Understanding Your Tax Liability when Selling Your Business
While increasing taxes is a current hot issue, we’ve found over the years that many owners who are selling their businesses often don’t realize just how much of the proceeds of the sale will go toward paying taxes – whether it’s a sale to an insider or to an external buyer. Your tax liability could be at least 30% and can be as high as 50% or 60% of the sale proceeds!
What really matters is the net amount, which is calculated as gross sale price minus all selling expenses (i.e. legal, accounting, and broker fees) and taxes.
What You Can Do to Minimize Taxes on Your Sale
Transfer tax is a very complex area and could become even more so – you don’t want to go it alone.
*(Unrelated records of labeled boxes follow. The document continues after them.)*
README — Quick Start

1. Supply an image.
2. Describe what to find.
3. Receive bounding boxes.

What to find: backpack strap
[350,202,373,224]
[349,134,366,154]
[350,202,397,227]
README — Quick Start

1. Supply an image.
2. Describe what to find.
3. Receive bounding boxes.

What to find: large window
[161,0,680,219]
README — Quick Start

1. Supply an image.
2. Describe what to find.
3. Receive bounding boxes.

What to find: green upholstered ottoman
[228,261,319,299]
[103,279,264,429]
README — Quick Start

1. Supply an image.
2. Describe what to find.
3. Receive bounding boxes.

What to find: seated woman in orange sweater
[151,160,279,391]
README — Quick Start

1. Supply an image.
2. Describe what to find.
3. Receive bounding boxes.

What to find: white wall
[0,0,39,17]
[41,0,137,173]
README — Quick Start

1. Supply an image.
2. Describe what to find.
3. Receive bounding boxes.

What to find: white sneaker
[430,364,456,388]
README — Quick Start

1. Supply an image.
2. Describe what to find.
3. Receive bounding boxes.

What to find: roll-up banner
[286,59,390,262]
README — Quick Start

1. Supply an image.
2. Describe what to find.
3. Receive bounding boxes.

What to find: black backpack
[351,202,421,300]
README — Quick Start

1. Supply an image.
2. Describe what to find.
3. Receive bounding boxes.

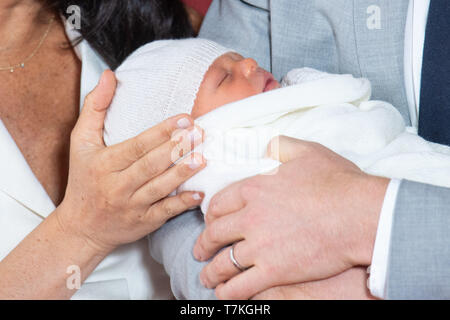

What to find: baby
[104,38,280,145]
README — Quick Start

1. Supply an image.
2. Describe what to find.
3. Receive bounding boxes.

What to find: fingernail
[177,118,191,129]
[194,246,202,261]
[189,127,202,142]
[192,193,203,201]
[200,273,208,288]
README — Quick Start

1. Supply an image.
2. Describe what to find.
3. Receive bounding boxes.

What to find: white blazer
[0,22,172,299]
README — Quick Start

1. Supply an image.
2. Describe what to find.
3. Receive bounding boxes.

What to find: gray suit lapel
[353,0,411,125]
[270,0,314,79]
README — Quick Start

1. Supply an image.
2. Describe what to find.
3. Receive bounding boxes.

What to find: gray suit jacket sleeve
[387,181,450,299]
[149,210,216,300]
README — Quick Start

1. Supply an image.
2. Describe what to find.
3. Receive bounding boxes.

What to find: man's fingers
[121,127,203,188]
[132,153,206,206]
[215,266,271,300]
[200,240,252,289]
[194,212,243,261]
[110,114,194,169]
[146,192,204,227]
[73,70,116,146]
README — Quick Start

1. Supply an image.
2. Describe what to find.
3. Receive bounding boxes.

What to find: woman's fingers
[194,211,245,264]
[132,153,206,206]
[108,114,194,170]
[72,70,116,147]
[121,127,203,189]
[146,192,204,226]
[200,240,253,289]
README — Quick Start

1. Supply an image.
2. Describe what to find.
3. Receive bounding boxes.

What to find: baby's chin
[262,71,281,92]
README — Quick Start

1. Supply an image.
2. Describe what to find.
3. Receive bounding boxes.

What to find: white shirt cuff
[368,179,401,299]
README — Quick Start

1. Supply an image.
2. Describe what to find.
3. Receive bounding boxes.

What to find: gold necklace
[0,17,55,73]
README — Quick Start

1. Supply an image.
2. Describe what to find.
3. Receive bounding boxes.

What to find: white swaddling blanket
[177,68,450,213]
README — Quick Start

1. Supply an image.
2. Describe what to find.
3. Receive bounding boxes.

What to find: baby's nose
[240,58,258,77]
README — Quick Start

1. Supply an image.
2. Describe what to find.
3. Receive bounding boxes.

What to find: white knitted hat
[104,38,233,146]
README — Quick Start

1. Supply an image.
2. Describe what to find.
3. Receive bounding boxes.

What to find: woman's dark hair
[44,0,194,70]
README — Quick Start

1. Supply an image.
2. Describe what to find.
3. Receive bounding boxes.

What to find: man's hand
[253,267,375,300]
[194,137,389,299]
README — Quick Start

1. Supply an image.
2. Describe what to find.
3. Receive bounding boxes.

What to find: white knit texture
[104,38,232,146]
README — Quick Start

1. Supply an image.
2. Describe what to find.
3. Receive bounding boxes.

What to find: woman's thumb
[74,70,117,146]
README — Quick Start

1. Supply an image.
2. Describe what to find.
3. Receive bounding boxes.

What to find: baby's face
[192,52,280,118]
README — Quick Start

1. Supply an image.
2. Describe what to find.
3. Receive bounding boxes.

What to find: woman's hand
[194,137,389,299]
[56,71,205,252]
[253,268,375,300]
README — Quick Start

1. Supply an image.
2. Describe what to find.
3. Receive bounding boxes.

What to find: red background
[183,0,212,15]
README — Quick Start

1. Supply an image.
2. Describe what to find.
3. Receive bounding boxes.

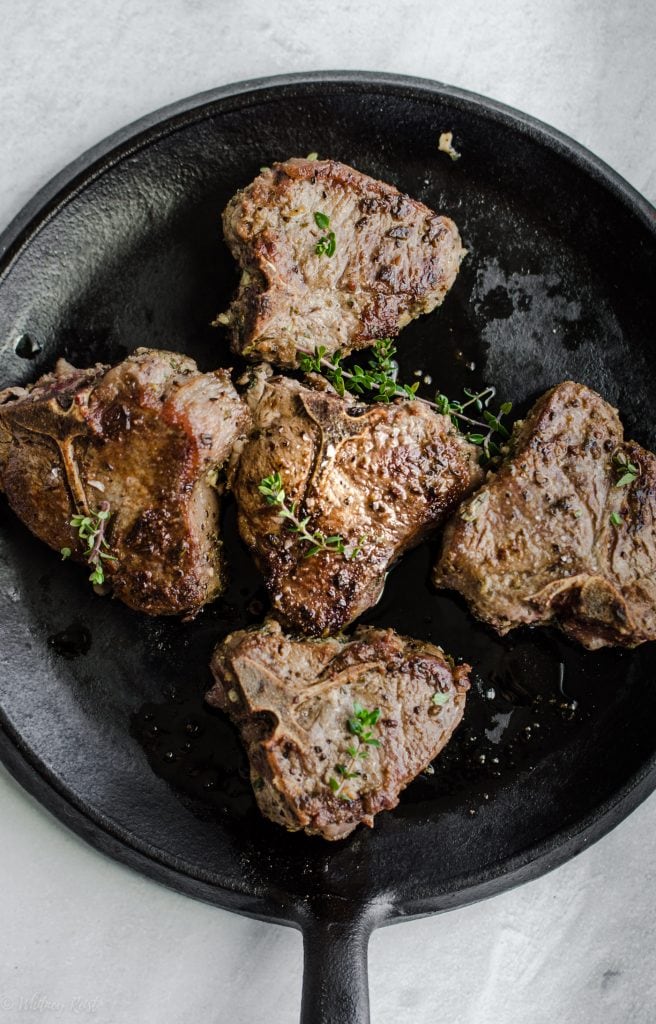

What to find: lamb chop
[207,622,470,840]
[0,348,250,614]
[218,159,465,367]
[229,374,483,636]
[435,381,656,649]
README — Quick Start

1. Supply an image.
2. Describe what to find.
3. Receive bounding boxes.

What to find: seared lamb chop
[435,381,656,649]
[0,348,250,614]
[218,160,465,367]
[229,375,482,636]
[207,622,470,840]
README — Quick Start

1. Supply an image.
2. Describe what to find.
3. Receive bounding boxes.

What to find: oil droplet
[48,623,91,659]
[13,334,42,359]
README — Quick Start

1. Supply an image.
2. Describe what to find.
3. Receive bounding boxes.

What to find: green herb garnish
[613,452,640,487]
[314,231,337,256]
[60,502,118,585]
[314,210,337,256]
[300,338,420,401]
[258,472,364,559]
[329,700,381,800]
[299,338,513,463]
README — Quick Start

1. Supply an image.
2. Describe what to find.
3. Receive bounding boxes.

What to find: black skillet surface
[0,73,656,1024]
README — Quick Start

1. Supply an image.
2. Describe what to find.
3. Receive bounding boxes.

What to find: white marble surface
[0,0,656,1024]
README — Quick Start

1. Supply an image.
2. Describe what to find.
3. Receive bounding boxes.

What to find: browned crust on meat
[230,378,482,636]
[0,349,250,614]
[219,159,465,367]
[435,381,656,649]
[207,622,471,840]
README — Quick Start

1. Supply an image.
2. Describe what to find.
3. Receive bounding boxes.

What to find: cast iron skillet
[0,73,656,1024]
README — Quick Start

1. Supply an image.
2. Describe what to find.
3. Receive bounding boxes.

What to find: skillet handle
[301,915,375,1024]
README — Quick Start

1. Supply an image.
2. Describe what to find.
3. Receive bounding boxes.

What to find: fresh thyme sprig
[329,700,381,800]
[435,387,513,462]
[60,502,118,585]
[300,338,420,401]
[314,210,337,256]
[299,338,513,463]
[258,472,364,559]
[613,452,640,487]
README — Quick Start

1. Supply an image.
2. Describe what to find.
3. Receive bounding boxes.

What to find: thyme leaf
[60,502,118,585]
[299,338,513,464]
[258,472,365,559]
[314,231,337,256]
[613,452,640,487]
[329,700,381,800]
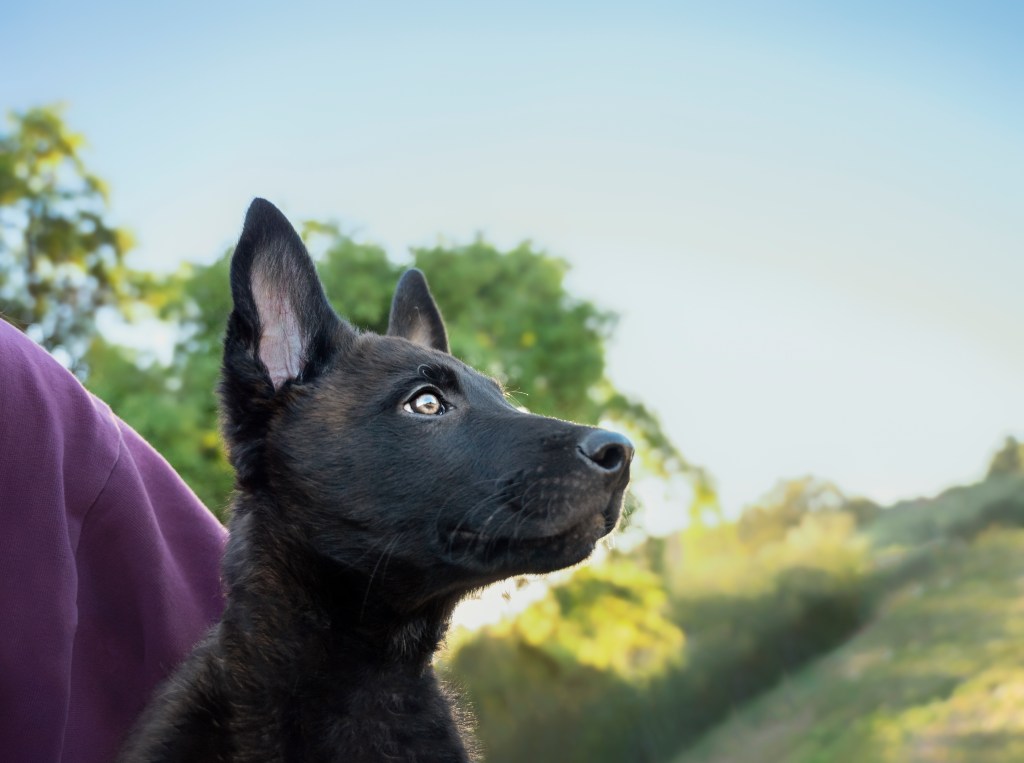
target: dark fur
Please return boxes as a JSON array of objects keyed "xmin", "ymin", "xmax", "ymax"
[{"xmin": 121, "ymin": 200, "xmax": 633, "ymax": 763}]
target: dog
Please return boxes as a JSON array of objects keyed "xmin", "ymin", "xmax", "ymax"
[{"xmin": 119, "ymin": 199, "xmax": 634, "ymax": 763}]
As you work with your advisory team, tax planning should be incorporated into your overall exit plan.
Taking the time to get properly educated on this topic may help you to realize significant tax savings and preserve your hard-earned wealth!
Talk of taxes always grabs headlines and people’s imaginations – if it’s grabbed your attention, it’s no time to panic. As we mentioned, nothing is on the books yet and things are bound to change. Now is the time to get your ducks in a row and plan for the future of your business, regardless of what tax code changes may come. Business owners can save hundreds of thousands or millions of dollars on their business transfers by planning in advance and taking action to legally minimize their taxes. (Just to be clear: tax avoidance is legal while tax evasion is not).